As he ran out of money, he walked around wherever he could and took naps on benches and in movie theaters. Eventually he wandered to the banks of the Thames. On that last day of March, a police officer spotted him on the Putney Embankment. By that time, Christie had been wandering for ten days. The constable asked him who he was and he gave a false name and address. Then he was asked to take off his hat, exposing the high, balding forehead said to be characteristic of Christie, and he was arrested.

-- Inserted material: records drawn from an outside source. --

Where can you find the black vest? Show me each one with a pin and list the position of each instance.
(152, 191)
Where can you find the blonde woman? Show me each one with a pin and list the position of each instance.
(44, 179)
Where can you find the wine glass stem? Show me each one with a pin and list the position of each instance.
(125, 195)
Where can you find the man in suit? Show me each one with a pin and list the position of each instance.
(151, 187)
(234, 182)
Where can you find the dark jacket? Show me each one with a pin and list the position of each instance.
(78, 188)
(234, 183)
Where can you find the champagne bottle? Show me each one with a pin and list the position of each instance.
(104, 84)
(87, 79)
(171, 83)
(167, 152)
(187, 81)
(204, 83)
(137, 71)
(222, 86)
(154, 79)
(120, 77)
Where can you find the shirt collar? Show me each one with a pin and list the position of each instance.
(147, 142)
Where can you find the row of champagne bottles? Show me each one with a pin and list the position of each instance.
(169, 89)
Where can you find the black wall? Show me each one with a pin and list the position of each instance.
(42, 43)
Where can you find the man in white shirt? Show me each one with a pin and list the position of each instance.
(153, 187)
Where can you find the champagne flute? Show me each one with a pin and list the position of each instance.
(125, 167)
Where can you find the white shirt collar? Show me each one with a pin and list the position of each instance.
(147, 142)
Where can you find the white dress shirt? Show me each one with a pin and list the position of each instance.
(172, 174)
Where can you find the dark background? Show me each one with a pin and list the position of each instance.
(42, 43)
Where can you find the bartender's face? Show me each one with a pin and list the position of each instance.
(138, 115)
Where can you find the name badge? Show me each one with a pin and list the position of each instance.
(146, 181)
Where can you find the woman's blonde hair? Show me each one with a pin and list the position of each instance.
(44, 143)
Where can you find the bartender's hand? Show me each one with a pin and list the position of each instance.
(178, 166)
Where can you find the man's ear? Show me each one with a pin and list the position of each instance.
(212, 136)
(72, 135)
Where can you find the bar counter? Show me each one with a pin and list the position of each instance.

On his person were his identity card, a ration book, his Union card, an ambulance badge, and oddly, an old newspaper clipping about the remand of Timothy Evans, with details about those killings.

At the Putney Police station, Christie willingly gave his statement about the murders, but only talked about four. He hinted that there was something else that he could not quite remember, possibly hedging to see if the police had yet discovered the skeletons in the garden.

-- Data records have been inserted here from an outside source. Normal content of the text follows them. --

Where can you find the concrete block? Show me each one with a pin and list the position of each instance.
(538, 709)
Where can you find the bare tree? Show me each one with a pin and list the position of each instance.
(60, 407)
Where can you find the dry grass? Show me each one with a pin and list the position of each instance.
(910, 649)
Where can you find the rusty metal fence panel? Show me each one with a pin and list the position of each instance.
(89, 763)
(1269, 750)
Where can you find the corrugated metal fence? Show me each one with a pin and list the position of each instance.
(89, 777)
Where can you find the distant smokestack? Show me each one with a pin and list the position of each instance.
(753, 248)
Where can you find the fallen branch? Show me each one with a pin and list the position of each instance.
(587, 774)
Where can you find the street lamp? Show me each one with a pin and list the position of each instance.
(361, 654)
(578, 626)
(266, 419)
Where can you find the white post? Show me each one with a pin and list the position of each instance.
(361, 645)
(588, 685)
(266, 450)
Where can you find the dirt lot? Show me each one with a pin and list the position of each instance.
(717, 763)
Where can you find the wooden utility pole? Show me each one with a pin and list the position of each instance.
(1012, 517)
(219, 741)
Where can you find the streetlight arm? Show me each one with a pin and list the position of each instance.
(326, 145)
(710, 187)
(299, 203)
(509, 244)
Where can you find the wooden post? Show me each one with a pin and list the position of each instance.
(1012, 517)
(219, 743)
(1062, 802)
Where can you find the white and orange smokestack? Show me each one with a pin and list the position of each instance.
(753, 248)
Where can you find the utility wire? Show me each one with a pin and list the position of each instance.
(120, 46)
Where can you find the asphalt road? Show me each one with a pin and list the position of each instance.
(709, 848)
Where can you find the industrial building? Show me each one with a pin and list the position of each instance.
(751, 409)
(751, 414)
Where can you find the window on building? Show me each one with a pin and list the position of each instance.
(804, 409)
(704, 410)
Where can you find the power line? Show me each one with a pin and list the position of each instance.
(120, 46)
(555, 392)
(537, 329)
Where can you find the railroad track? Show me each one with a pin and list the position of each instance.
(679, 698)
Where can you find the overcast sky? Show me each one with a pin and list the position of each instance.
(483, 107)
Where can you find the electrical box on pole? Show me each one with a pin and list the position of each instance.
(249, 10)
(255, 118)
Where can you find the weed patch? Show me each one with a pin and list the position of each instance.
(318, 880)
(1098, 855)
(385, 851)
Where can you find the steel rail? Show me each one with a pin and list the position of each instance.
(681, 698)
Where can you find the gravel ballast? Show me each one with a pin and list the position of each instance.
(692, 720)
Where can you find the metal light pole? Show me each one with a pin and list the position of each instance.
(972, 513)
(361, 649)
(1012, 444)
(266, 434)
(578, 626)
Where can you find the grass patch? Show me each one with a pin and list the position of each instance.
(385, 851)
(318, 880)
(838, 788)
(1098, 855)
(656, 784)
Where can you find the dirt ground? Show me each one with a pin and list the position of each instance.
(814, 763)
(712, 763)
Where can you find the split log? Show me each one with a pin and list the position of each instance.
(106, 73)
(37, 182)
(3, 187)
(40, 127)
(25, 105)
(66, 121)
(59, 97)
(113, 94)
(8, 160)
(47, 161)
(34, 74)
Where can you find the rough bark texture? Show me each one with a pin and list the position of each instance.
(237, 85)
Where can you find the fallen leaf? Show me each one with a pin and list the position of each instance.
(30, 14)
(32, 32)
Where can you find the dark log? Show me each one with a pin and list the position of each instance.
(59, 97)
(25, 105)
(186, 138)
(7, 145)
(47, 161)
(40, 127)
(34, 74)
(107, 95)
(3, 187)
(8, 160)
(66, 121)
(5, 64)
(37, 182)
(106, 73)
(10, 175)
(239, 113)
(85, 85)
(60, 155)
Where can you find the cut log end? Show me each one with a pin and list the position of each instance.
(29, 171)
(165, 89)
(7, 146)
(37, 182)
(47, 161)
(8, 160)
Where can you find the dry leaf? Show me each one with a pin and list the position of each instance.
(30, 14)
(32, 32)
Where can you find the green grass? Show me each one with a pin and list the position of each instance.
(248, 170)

Of his wife, he said that her moving around in bed awakened him. Her face was blue and she was choking. It seemed to him too late to call for assistance; he tried but failed to restore her breathing. Unable to bear her suffering, he got a stocking and strangled her. He then found a bottle that had contained Phenobarbitone tablets, that was now nearly empty. They were for his insomnia and he realized she had taken them to kill herself. She had been deeply depressed over the new tenants, whom she viewed as persecuting her (according to Christie). He left her there in the bed for two or three days, and then when he recalled that there were some loose boards in the front room and a depression in the ground beneath, he wrapped her in a blanket and placed her there to keep her near him. "I thought that was the best way to lay her to rest." He claimed he did not know what else to do — as if he did not already have two corpses out in the garden.

The other three women, too, were "not his fault." Since they were women of disrepute, he claimed they were the aggressors, with him, a man of virtue who had no choice but do what he did. In his statement, Christie reversed the order of when he met the first two, but given their relative positions in the cupboard, it's fairly clear that his memory was in error. Medical tests also indicated that Rita Nelson was the first to die.

Rita Nelson, victim
Rita Nelson, victim

Rita Nelson, 25, allegedly had demanded money from Christie in the street. (Christie says this was Kathleen Maloney, but it was Rita Nelson whom he killed first, so he seems to have gotten the names mixed up.) Eddowes says she was killed on January 2, 1953, while Kennedy places her death closer to January 19th. Since she had visited a medical office on the 12th, where she was tested and determined to be 24-weeks pregnant, Kennedy may be more accurate. She was referred to the Samaritan Hospital for Women, but never arrived. It was her landlady who reported her missing.

According to Christie's account, Nelson (or Maloney) told him she would scream and accuse him of assault if he didn't give her 30 shillings. He walked away and she followed, forcing her way into his house. She picked up a frying pan to hit him. They struggled and she fell back on a chair that happened to have a rope hanging from it. Christie blacked out and woke up to find her strangled. He left her there, had some tea, and went to bed. When he discovered her still there in the morning, he wrapped her up, diapered her, and shoved her into the cupboard. "I pulled away a small cupboard in the corner," he recalled, "and gained access to a small alcove."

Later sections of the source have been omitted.